The thing about being a (travel) writer is that we’re often writing about places we’ve only really just passed through.
I thought about this a couple weeks ago as I sat at The Barnard Inn in Vermont, eating so-tender-I-could-cry pot roast and talking with Francisco and our new friend, Sara, about our 36 hours in Pittsfield.
We were working on this article about what makes hotels “green,” and we’d spent two nights at Mountain View Grand Resort in Whitefield, New Hampshire, and two nights at Amee Farm in Pittsfield, Vermont, both of which promote themselves as environmentally conscious beyond the norm.
I’m the first to admit that 48 hours anywhere doesn’t make anyone an expert, and I was saying as much to Francisco and Sara. “I have a lot of questions,” I said to Sara. I talked for a bit about what we’d seen and heard in New Hampshire and Vermont, and the ideas I was beginning to formulate as a result. It seemed that there was an active, passionate “back to the land” movement. A divisiveness about alternative energy: the acknowledgment that it’s needed, but the worries that the most promising options–wind turbines–will also mar the landscape. There was a just barely noticeable tension among locals toward and about “outsiders.” “I don’t exactly know what I’m going to write,” I concluded.
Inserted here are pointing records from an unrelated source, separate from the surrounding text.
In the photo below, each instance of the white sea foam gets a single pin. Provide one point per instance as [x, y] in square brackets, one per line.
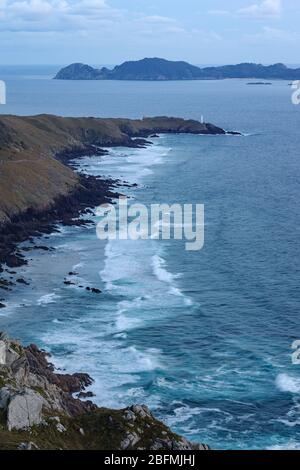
[48, 299]
[290, 445]
[287, 383]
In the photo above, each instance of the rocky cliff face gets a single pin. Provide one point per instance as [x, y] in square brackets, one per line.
[32, 177]
[38, 411]
[37, 186]
[160, 69]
After coming home and mapping out some story ideas, I’m only slightly more clear about what I intend to write, and I’m acutely aware of how much I don’t know. Yes, I could (and should and have and will) do more desk research, but I’ve been left with a slightly uneasy feeling regarding writing about places we’ve just passed through.
My traveling style is to go long and to dive deep.
If you wanted to get into a pissing contest with me about how many countries or places we’ve visited, you’d probably win, and that’s just fine by me. For the most part, I’m not a whirlwind kind of traveler. I need to know what the name of the local newspaper is. What sounds characterize a place. How people live and what they think about, what they care about. I want to know what moves people in a place to action or holds them in inertia. I want to know how history influences the present, how people view their future. What subjects are kept secret, what stories don’t yet have voice.
It’s hard to get more than the most superficial handle on any of that in 48 hours and even the most thorough desk research will fail to convey all these things. There’s something about becoming a part of a community for a while that gives you a greater stake, that gives you access and understanding.
I’m aware of this in my own work, and I’m attuned to it now in other writers as well. Yes, there are different types–many different types–of travel writing, and not all of them require deep knowledge of a place. But there are, I think, very particular perils and problems when we write about places we’re only passing through, problems of power and privilege that must be examined.
As writers, our particular power is our audience– the readers who believe what we write and consider it to be the truth… not a version of the truth (or, in some egregious but not, sadly, uncommon cases, inaccurate or flat out wrong), but The Truth. We take them to places they can’t or won’t go, where they haven’t been, that they didn’t even know about. If there is an onus on the reader to be critical (and I believe there is), there is also an onus on the writer to be critical, too. That critical ability is conveyed, at least in part, by the acknowledgment that we are writing about a place that we were only passing through.
Such an acknowledgment does not take the form, necessarily, of an asterisk followed by the disclaimer: “I only spent 48 hours in this place,” though it might. But there are other subtle and important ways that we can convey that the conclusions to which we have come reflect our opinions, our impressions, our view as outsiders.
There is a certain privilege in writing, and in travel writing, I think that privilege is still more powerful and more profound. Just as we are taking readers where they haven’t been, we are telling stories of people who, in many cases, cannot do so themselves–maybe because they don’t have the platform, perhaps because they don’t have the interest, who knows? But there is a responsibility in carrying others’ stories, and even in a basic service or destination article, I don’t think we should ever overlook that responsibility.